Al mismo tiempo, su contraparte rusa Sergei Lavrov insistió en que un reconocimiento de la independencia de Pristina de Belgrado provocará "una reacción en cadena" en los Balcanes y más allá.
Es que la maniobra de Kosovo hacia la independencia tiene numerosas aristas y ramificaciones potenciales.
Y supone una prueba de fuego para la cohesión de la Unión Europea, que es uno de los protagonistas en este drama.
La "carpeta" de Kosovo promete agregar tensiones a una relación entre Rusia y Occidente que es ya difícil de por sí.
¿El poder a las minorías?
En la provincia de Kosovo quedarán unos 120.000 serbios en medio de la población albano kosovar.
|
La decisión de Estados Unidos y muchos países europeos de darle el visto bueno a esta provincia de mayoría de origen albanés que todavía pertenece a Serbia, amenaza con derribar un principio de política internacional aceptado desde finales de la Segunda Guerra Mundial, según el cual las fronteras de una nación soberana solamente pueden modificarse si la mayoría de la población está de acuerdo.
Los diplomáticos occidentales sostienen que Kosovo es un caso único en su especie, que no creará precedentes.
Pero los rusos no lo ven de esa forma.
Temen que el caso sirva de molde para otros "conflictos congelados" en la periferia de la ex Unión Soviética.
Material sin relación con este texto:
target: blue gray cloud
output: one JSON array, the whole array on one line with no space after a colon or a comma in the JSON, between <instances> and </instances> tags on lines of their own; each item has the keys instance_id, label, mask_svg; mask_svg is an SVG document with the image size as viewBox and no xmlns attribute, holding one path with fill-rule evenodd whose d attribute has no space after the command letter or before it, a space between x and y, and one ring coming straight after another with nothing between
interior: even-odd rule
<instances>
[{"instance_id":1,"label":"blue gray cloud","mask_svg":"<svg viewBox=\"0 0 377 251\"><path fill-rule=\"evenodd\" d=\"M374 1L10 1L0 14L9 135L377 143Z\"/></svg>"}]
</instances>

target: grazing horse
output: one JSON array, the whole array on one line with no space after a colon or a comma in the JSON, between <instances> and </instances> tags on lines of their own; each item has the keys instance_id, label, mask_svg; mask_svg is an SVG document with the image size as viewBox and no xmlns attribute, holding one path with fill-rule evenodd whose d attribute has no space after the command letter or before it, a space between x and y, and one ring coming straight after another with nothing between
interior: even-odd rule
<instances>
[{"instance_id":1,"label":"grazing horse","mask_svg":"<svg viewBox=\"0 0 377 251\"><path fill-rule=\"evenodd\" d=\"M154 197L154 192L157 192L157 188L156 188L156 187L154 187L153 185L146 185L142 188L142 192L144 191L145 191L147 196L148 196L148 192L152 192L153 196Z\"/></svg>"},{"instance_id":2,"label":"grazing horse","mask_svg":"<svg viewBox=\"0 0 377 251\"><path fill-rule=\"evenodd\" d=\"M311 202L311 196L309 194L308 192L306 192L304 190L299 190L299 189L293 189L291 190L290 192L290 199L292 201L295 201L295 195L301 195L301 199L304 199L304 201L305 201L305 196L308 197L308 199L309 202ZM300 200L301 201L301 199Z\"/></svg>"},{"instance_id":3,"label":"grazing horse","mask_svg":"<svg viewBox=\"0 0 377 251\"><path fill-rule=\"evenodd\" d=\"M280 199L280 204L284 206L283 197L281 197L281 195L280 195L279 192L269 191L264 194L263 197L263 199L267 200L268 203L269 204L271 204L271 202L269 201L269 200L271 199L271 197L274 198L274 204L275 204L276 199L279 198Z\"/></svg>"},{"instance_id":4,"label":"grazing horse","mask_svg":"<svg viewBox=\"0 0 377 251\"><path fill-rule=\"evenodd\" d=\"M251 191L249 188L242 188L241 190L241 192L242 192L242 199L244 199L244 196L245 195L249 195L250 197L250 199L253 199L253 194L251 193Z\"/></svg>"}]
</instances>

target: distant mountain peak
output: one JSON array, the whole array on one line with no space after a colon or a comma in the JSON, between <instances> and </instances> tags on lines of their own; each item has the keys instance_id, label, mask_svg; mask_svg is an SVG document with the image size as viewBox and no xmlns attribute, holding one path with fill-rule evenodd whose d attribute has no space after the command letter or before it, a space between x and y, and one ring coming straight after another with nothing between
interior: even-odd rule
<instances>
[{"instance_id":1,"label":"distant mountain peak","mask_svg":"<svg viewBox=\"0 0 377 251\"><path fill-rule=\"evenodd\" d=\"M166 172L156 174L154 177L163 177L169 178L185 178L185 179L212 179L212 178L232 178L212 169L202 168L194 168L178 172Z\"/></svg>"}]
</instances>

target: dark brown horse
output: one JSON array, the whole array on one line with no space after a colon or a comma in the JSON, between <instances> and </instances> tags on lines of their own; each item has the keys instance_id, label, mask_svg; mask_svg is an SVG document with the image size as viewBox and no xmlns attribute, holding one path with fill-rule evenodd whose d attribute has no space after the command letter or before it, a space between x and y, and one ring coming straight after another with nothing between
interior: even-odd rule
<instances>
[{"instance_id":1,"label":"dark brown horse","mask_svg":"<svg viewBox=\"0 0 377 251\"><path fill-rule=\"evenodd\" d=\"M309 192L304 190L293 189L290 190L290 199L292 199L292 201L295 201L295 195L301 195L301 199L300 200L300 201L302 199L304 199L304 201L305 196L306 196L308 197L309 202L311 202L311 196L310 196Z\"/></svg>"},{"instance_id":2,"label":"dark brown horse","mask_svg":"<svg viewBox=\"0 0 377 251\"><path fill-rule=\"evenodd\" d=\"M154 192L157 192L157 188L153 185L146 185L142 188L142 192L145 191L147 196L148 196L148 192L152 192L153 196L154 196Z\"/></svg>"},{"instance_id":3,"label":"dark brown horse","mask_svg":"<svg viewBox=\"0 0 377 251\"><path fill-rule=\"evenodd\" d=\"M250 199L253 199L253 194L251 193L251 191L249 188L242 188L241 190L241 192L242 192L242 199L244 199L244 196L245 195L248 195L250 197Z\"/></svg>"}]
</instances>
Incluso varios países de la UE y de la OTAN se sienten incómodos ante el panorama, especialmente aquellos con minorías étnicas o nacionalidades de peso en su interior.
Poco convencidos
La mayoría se alineará con el plan de la UE de desempeñar un papel protagónico en la transición de Kosovo. Es algo considerado fundamental si se pretende evitar que la volátil región no regrese al caos.
Pero algunos países reconocerán la independencia a regañadientes.
Los diplomáticos europeos esperan que la declaratoria se posponga hasta principios de 2008. Claro que con Moscú subiendo el tono en el diálogo, puede que pronto la onda expansiva de Kosovo se haga sentir mucho más allá de los Balcanes.